So its October 2011. Alot has changed since i submitted my last post. I am no longer living in Mid City. I am no longer playing kickball with the KOCC. I am no longer on facebook. Ill start with facebook. Facebook has continued to irritate me with its lack of privacy, people reading in between the lines of your life and the sheer fact that dating someone on facebook is just a disaster. Oh and i love the "you should be friends with your ex" icon that posts on the upper right hand corner of the webpage.
I also love when you are not online, it shows you are online and people message you saying "wait, you are supposed to be out somewhere having fun, not online". Man, social media is just too much to handle sometimes. So now im on google + and twitter. Twitter is awesome because you can state whatever is on your mind and not be found online or have crazy long lost relatives contact you. "Why does your mom hate me so much?" Gee, i dont know and WHY do have to contact me via facebook to ask me that question. So yeah, done with facebook.
Mid City. Well, living across the street from my now ex-boyfriend and living next to a bar wasn't really a great idea. Or living next to a good guy friend of mine's ex girlfriend who thought i was banging him wasn't a good idea either. Its amazing how so much drama could unfold in a square block. My landlords were good. That was about the only redeeming quality of living in that neighborhood. So now I am living in a vacant upstairs apartment that my parents own. Yep, free rent, 5 minutes away from the marigny/bywater, free electricity, and food whenever i want it. Its not too shabby. The only drawback is having mom and dad ask if you will be home tonight and not being able to have boys sleepover without explaining to mom and dad who they are and what relationship status you are in with them. So, i shall be returning to Mid City fairly soon, hopefully after November. Somewhere near the bayou where there are no bars or exes near by.
As far as my personal life, work is getting better and i have been playing the field of sorts the past two months. Its amazing what a haircut and weight loss can do for you. I'm getting back into my running. Every weekend in October i will be running a 5k. I love running. I love the endorphins and how i am not on depression medication due to my running. Its cheaper than meds and it helps you look good.

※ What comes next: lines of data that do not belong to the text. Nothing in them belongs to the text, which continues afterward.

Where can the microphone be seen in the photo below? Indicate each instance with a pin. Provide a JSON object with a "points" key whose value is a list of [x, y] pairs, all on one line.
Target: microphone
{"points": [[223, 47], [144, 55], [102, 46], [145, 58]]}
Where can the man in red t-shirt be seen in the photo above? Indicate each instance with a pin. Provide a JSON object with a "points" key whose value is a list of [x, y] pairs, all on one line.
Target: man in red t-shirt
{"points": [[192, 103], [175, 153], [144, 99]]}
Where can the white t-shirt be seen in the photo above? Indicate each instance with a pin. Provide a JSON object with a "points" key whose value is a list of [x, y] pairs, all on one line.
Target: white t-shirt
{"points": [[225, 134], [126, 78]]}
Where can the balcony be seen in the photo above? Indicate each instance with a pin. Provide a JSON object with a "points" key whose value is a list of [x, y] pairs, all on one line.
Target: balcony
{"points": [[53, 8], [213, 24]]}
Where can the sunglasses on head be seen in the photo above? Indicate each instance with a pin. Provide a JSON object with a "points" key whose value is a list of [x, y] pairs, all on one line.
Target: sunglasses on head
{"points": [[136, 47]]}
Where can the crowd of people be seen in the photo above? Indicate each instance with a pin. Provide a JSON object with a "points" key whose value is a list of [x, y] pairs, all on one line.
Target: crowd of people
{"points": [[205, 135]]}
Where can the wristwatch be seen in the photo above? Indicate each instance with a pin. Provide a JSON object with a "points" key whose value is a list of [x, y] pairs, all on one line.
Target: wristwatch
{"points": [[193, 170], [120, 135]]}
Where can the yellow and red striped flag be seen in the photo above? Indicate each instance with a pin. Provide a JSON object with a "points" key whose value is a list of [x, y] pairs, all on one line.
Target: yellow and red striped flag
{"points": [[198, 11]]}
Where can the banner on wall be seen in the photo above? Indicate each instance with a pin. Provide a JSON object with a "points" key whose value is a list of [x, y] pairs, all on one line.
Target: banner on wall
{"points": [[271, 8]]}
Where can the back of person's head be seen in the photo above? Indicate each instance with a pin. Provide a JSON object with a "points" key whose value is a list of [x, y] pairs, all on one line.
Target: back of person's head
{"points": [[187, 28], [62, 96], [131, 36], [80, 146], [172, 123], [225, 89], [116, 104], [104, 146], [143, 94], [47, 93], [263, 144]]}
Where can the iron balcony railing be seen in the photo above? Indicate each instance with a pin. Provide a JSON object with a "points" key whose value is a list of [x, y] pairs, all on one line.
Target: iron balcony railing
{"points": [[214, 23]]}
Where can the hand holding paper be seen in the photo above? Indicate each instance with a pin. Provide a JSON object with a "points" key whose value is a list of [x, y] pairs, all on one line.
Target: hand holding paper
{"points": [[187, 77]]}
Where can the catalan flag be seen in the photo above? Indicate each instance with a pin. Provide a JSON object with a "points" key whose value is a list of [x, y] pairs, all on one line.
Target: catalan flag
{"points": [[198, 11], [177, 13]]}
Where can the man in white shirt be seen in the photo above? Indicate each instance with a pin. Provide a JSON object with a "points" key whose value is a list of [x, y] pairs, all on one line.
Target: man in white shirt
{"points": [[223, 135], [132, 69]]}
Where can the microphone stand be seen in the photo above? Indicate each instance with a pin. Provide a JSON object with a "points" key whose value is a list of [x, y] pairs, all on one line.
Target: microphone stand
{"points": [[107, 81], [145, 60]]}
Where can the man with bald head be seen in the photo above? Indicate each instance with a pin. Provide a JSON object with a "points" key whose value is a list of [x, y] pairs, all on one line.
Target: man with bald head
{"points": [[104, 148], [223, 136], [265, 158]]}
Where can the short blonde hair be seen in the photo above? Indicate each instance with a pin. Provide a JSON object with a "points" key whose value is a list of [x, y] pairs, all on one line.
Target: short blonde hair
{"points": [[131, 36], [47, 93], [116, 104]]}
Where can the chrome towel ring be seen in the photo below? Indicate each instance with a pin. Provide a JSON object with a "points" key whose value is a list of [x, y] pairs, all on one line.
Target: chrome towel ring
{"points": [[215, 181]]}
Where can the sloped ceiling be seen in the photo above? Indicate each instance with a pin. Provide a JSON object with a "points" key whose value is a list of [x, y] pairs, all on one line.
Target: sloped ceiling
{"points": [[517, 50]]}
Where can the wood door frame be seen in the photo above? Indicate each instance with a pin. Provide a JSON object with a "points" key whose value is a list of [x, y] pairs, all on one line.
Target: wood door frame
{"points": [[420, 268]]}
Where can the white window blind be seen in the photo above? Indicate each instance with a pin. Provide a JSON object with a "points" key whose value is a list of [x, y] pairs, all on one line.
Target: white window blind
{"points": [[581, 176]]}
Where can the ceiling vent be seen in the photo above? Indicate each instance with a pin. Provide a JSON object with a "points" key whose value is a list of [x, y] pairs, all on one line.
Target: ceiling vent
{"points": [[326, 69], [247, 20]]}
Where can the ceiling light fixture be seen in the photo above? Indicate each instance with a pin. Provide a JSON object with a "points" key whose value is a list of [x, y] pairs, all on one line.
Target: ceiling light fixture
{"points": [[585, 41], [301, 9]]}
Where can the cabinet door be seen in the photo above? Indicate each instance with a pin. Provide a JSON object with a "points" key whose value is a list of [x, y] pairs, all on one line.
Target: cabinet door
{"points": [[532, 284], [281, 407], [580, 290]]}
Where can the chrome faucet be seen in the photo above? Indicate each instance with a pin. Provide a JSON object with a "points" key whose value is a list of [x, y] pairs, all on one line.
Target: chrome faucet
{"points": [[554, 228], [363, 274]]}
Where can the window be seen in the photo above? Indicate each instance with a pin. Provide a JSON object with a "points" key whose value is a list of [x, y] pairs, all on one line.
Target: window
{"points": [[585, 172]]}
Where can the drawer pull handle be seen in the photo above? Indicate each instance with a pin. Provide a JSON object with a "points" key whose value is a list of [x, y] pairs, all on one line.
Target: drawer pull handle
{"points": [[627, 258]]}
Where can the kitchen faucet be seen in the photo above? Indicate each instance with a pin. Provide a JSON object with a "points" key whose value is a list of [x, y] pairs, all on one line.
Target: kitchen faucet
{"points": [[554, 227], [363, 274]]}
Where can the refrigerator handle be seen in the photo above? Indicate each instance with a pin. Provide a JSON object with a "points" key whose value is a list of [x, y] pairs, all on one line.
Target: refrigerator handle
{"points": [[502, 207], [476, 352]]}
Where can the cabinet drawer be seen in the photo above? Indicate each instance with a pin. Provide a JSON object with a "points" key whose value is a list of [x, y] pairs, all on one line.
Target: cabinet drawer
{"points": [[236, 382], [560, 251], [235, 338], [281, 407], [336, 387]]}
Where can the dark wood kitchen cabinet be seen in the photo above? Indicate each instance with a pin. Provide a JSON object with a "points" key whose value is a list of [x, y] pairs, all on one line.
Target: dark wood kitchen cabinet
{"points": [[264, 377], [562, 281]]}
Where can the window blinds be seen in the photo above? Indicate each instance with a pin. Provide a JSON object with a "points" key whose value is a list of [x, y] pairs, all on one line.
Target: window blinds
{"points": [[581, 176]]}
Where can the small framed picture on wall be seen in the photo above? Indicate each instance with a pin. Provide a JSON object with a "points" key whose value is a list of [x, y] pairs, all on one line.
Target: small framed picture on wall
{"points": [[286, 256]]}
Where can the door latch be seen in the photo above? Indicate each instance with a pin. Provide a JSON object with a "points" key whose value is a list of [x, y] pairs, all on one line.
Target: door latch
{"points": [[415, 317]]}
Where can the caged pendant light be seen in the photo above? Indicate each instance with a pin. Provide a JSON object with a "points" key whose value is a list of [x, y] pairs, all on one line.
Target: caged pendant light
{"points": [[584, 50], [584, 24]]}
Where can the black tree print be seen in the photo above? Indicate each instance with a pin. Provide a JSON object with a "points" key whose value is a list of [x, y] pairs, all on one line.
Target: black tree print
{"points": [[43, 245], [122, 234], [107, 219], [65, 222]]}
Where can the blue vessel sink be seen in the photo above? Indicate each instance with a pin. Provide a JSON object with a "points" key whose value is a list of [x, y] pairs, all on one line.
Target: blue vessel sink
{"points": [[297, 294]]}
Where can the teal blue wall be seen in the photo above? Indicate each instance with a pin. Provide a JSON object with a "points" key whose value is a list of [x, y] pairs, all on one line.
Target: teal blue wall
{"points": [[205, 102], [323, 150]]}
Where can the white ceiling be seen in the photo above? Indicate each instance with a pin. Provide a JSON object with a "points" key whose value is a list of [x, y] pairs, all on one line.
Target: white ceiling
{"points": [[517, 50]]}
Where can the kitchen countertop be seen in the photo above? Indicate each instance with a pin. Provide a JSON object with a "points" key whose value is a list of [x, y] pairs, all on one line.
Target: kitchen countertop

I'm no longer concerned with finding the "one" in life right now. My therapist brought up an idea the other day about "payout". Payout is what you expect to get out of a friendship or an intimate encounter . When there are no expectation of "payout", then a whole new world of no expectations arises and life becomes a little bit more fun. Oh and less pressure. So ive come to think about things in new ways and enjoy life a little bit more and take a step back and smell the roses.
Im more concerned about losing these pesky 10 lbs and getting a sweet apartment than finding the dude that can make me happy. I mean, cuddling is fun and everything but so is fitting into those skinny jeans.